Guys who drive for a living are a lot more ---- about checking their
rides than most soccer moms. People working on commercial rigs are
also just a shade better than the discount tire stores. Makes a big
difference.
BTW, 3 instances in 12-15 years in a city of 300,000 with a major
interstate running thru and more tourists than I like to think about
is also a small relative number - but still 3 too many.
--
Will Honea
> Will Honea wrote:
> > On Tue, 10 Jan 2006 16:41:12 UTC Lee Ayrton <layrton@panix.com> wrote:
> >
> >>[snip]
> >>
> >>Once upon a long farking time ago a car I was sitting in was hit by a
> >>loose wheel. It was around midnight, my then-girlfriend was driving and
> >>we'd pulled up to a stoplight in the little burg that we lived in. I
> >>looked up the hill to our left and saw a tire and rim rolling down the
> >>street -- no car, just a tire and rim. It must have hit a bit of gravel
> >>or something because it hooked right and clipped her car just forward of
> >>the front wheel, making a honkin huge dent in the fender.
> >>
> >>Driving up the hill we came upon a dazed guy leaning on his car in the
> >>middle of the street, the left front of the car was leaning on the
> >>ground where his tire and rim should have been. It was a good half mile
> >>from where his last lug nut fell off to where the tire hit us. The cops
> >>had a good laugh about it.
> >
> >
> > I can recall at least three separate occasions over the last dozen
> > years in this town alone where a lost wheel on the freeway resulted in
> > fatal injuries to occupants of oncoming cars and numerous demolition
> > derbies iniitiated by the same villian. Loose wheels just don't seem
> > funny to me anymore - although the look on the face of your girl's
> > father was probably well worth a picture! "But Dad, here I was and
> > ..."
>
> Googling informs me that passenger vehicle wheel separation stats in the
> USofA are not collected, but that for commercial trucks the rate is in
> the range of 750 to 1050 out of about 350,000 truck accidents a year.

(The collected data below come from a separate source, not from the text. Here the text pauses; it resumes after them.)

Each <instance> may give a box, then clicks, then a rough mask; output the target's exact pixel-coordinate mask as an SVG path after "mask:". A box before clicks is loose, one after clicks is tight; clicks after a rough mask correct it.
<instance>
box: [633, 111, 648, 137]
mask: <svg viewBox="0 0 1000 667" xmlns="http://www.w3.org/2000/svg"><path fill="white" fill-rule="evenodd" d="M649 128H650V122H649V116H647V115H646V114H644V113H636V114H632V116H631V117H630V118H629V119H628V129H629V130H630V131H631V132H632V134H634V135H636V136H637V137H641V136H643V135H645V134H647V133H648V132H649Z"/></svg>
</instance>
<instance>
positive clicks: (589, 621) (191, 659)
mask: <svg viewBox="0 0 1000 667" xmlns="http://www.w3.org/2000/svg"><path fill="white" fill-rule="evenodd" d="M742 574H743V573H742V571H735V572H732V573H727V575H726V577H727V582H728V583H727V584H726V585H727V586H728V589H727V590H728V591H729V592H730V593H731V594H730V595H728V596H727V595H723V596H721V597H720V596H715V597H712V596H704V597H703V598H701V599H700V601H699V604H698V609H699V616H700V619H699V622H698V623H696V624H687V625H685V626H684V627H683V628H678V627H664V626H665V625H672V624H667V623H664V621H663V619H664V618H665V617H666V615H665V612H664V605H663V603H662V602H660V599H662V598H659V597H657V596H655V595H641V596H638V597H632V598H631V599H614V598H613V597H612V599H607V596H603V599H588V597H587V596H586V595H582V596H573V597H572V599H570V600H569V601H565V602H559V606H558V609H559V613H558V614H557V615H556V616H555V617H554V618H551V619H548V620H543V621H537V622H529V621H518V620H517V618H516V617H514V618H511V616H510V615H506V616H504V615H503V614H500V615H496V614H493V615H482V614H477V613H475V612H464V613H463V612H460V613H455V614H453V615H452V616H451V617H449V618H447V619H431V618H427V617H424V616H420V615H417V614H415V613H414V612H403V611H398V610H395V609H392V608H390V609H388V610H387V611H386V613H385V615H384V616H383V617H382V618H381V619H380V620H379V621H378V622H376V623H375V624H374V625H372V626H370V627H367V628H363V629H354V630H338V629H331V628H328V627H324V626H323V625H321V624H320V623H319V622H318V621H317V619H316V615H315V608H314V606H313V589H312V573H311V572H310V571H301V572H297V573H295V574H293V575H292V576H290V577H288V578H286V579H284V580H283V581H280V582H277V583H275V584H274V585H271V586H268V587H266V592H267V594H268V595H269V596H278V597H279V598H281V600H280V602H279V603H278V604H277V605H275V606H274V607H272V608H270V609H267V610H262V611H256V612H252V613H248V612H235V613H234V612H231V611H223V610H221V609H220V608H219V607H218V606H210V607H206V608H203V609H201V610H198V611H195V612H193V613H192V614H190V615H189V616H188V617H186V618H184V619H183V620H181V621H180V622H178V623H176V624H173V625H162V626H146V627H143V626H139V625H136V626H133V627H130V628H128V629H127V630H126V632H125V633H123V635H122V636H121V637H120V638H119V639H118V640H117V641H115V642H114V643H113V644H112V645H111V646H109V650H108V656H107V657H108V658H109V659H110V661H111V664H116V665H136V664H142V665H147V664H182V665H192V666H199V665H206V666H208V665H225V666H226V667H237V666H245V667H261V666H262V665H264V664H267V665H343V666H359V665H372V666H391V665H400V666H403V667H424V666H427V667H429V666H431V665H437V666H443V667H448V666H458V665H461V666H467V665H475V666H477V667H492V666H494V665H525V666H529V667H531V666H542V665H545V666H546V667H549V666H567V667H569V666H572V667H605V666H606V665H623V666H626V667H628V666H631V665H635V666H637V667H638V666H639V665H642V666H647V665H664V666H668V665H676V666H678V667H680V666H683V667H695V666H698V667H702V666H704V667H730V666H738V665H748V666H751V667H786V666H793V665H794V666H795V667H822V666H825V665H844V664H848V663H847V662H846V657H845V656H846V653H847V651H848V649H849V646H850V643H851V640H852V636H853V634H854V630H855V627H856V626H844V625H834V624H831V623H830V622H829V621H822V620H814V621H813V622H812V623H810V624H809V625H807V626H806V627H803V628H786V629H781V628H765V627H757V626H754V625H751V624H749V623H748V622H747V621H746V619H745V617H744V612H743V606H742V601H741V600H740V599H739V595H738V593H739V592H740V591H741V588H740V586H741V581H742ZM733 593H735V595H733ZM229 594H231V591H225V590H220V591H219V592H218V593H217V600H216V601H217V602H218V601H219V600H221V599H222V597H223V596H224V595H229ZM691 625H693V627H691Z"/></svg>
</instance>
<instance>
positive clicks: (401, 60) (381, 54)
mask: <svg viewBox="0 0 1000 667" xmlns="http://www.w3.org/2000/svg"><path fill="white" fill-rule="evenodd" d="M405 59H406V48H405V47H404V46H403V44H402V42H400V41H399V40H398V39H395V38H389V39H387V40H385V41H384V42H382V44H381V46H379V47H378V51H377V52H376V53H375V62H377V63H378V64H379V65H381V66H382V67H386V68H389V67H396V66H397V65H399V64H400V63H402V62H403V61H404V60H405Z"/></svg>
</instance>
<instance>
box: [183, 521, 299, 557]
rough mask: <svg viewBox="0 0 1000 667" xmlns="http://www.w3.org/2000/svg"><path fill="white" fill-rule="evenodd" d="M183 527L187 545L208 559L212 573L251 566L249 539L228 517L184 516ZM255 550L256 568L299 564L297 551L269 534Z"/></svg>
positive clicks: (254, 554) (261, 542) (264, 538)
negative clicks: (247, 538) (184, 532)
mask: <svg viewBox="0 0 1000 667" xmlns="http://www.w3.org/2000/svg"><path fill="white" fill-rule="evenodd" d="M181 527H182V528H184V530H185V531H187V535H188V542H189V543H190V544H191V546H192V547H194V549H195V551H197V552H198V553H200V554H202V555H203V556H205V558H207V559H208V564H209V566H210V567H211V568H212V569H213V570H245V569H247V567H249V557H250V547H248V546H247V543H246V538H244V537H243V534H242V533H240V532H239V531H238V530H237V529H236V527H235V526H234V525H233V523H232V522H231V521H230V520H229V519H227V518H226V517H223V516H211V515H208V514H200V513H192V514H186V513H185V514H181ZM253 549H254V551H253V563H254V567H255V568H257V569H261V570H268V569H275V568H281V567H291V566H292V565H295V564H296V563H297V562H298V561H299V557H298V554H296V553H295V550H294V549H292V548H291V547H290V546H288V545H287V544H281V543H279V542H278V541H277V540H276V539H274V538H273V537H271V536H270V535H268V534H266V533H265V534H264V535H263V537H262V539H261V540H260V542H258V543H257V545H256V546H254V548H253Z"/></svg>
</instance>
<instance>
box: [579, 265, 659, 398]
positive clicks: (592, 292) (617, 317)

> That's a tiny number when compared to annual truck miles driven, but I'd
> still prefer to not be part of the on-coming traffic when a wheel
> separates from a vehicle at speed.
Guys who drive for a living are a lot more ---- about checking their
rides than most soccer moms. People working on commercial rigs are
also just a shade better than the discount tire stores. Makes a big
difference.
BTW, 3 instances in 12-15 years in a city of 300,000 with a major
interstate running thru and more tourists than I like to think about
is also a small relative number - but still 3 too many.